Entre as principais novidades está a criação de uma etapa de triagem, que poderá ser realizada por meio de pré-testes ou do chamado teste passivo de alcoolemia. O resultado obtido nessa primeira verificação terá caráter exclusivamente orientativo e, isoladamente, não poderá servir como fundamento para uma autuação.
A nova regulamentação também estabelece situações em que deverá ser realizado um novo teste. O reteste poderá ser necessário, por exemplo, quando houver fatores técnicos que possam comprometer o resultado ou diante da possibilidade de presença de álcool residual na boca.
Essa situação pode ocorrer após o consumo de produtos como bombons de licor, determinados alimentos ou enxaguantes bucais que contenham álcool. O objetivo é evitar que fatores momentâneos interfiram na avaliação definitiva realizada durante a fiscalização.
Nos casos em que a autuação estiver relacionada à alteração da capacidade psicomotora, os agentes deverão registrar pelo menos dois sinais observados no motorista. Esses elementos deverão integrar o procedimento utilizado para caracterizar a infração.
Outra mudança importante é a regulamentação do uso de equipamentos capazes de identificar outras substâncias psicoativas além do álcool. Esses aparelhos deverão cumprir os requisitos técnicos e de certificação previstos pelas normas brasileiras antes de serem empregados nas fiscalizações.
O bafômetro permanece normalmente utilizado nas operações da Lei Seca.
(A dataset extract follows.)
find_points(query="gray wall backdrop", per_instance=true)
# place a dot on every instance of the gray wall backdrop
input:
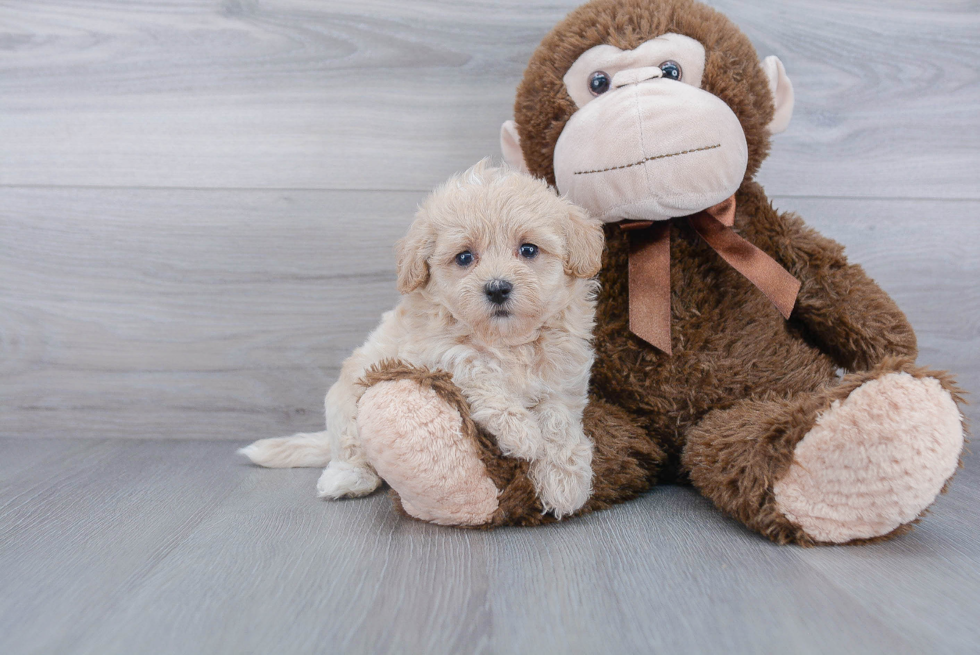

Da mesma forma, a recusa do motorista em realizar os procedimentos de fiscalização continua sujeita às penalidades previstas no Código de Trânsito Brasileiro (CTB).
A resolução passa a valer após sua publicação no Diário Oficial da União. Já as alterações relacionadas aos códigos de enquadramento das infrações terão prazo de 60 dias para entrar em vigor.
Com as mudanças, o Contran pretende tornar os procedimentos mais uniformes em todo o território nacional, estabelecendo critérios mais claros para a atuação dos agentes e para a avaliação dos condutores durante as operações de fiscalização.